Mayor of Cambridgeshire and Peterborough James Palmer said: “This is dreadful news for all concerned and my first thoughts are with the Thomas Cook employees based in Peterborough and elsewhere.

“This is clearly a developing situation and the immediate impacts of all those affected are continuing to be assessed.

“I have been in conversations this morning with the Government’s Department for Work and Pensions (DWP) and Department for Business, Energy and Industrial Strategy (BEIS) to establish how, as far as possible, the impacts can be minimised.

“I have been assured the Government is fully committed to supporting employees affected by the collapse and also I’m aware that Government is providing employees with advice on the situation this morning.

“I will be working to support a cross-Government taskforce, including the DWP and BEIS, to provide any support I can at this very worrying time.
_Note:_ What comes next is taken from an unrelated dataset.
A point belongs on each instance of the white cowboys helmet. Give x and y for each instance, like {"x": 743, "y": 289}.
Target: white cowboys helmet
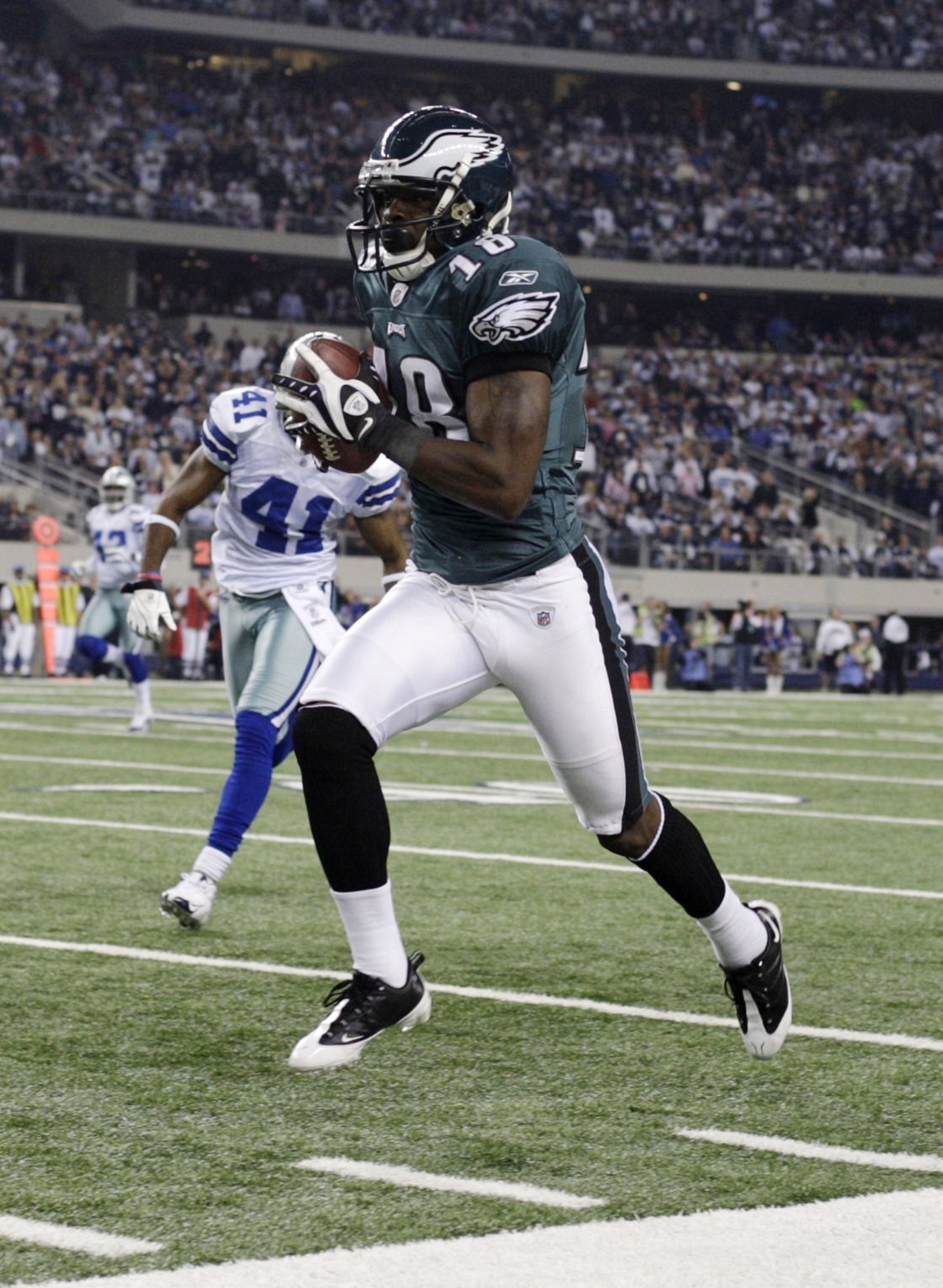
{"x": 440, "y": 152}
{"x": 116, "y": 489}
I am in regular contact with Government on this, and what’s important now is that we can offer support and clarity to those affected as rapidly as possible.”

North West Cambridgeshire MP Shailesh Vara, who constituency Thomas Cook’s headquarters in Lynch Wood is in, said: “Today is a very sad day with the collapse of an iconic UK company that has been trading for 178 years as well as the threat to 9,000 UK jobs of which 1,200 are in my constituency where the company’s headquarters are based.

“I will be doing all that I can to assist those affected.

“In the meantime, having spoken with Grant Shapps, the Transport Secretary, and Andrea Leadsom, the Business Secretary, I am assured that detailed preparations are in place to ensure the safe return of the 160,000 holidaymakers who are currently abroad.”

MP for Peterborough Lisa Forbes said: “I was deeply disappointed to have woken up to the news today that Thomas Cook has collapsed after last-ditch rescue talks failed.

“Peterborough has been the home to this iconic British business for decades and my thoughts are with the 1,000 employees and their families who have faced uncertainty over their future for months now.

“Employees from their Peterborough HQ contacted me over the weekend to ask why government is standing idly by.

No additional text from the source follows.